Policy-setters and politicians could also put the information to good use in designing legislation acceptable to their constituents.

Writers whose content depends on knowledge of American religious practice could make good use of such information, if it were readily available in non-technical form.

All these audiences will find much to ponder in In the Course of a Lifetime: Tracing Religious Belief, Practice, and Change by Michele Dillon & Paul Wink.

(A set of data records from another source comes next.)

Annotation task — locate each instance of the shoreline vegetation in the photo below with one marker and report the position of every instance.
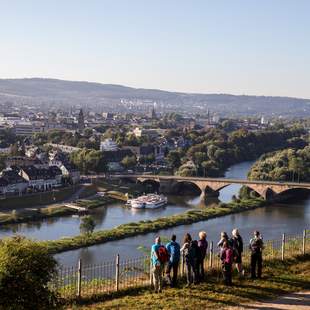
(37, 214)
(279, 278)
(139, 228)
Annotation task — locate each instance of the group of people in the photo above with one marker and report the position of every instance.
(166, 259)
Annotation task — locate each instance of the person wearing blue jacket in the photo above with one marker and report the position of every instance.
(174, 251)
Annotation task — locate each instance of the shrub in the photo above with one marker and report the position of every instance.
(26, 268)
(87, 225)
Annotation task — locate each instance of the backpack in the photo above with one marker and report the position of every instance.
(256, 245)
(174, 248)
(163, 255)
(229, 256)
(202, 246)
(192, 251)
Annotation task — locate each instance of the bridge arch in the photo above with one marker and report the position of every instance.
(186, 187)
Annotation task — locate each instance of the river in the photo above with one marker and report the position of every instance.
(271, 221)
(115, 214)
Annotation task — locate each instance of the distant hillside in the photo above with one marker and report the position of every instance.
(108, 97)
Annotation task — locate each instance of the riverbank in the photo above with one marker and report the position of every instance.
(278, 278)
(38, 214)
(144, 227)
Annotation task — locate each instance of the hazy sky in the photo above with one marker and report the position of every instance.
(222, 46)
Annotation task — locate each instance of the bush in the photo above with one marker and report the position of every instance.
(87, 225)
(26, 268)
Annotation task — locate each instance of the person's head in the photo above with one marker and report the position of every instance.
(224, 235)
(187, 238)
(202, 235)
(225, 244)
(235, 232)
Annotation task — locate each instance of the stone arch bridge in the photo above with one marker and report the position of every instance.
(212, 186)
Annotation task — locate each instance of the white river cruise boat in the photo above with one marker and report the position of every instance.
(150, 201)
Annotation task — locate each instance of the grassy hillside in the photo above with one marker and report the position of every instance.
(279, 278)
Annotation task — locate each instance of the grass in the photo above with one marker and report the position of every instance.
(143, 227)
(278, 278)
(23, 216)
(37, 199)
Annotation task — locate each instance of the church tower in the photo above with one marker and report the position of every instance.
(81, 122)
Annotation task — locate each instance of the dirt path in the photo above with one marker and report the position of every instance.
(294, 301)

The authors take data generated by decades of study and boil them down to tasty case studies against the backdrop of the ongoing history of the 20th Century, not neglecting to examine the changes in religious belief and practice that occur at different stages of life for each individual:

As we discovered in our research with the IHD study participants, ordinary lives produce extraordinary accomplishments and achievements, and people are remarkably resilient in adapting to personal loss and tragedy. But individuals can carve out purposeful lives only if they have the economic, social, and cultural resources that allow them to fully engage with others and, in the process, fully realize the promise of the self. Religion provides one such resource.

For instance, someone writing about the devastation of New Orleans by Hurricane Katrina should consider the disparate impact of the catastrophe on those with strong ties to local churches — and therefore a lifeline to external help — and those with no ties to local churches.

Another example might be a minister starting an outreach to his community, who could take into account that young couples often wish to renew regular religious practice at the birth of their first child.

Anyone engaging in debate about religion’s place in the public sphere would be wise to read up on what people actually believe, and how people put that belief into practice. Such debate, better informed if based on information from this book, could avoid useless hand-waving or hand-wringing.

Anyone wishing to be better informed on American religious practice is well-advised to read this book as a steppingstone to better understanding.

For those concerned with methodological rigor, an appendix explains the methods used to measure religiousness and spiritual seeking in the IHD study used as the basis for the book.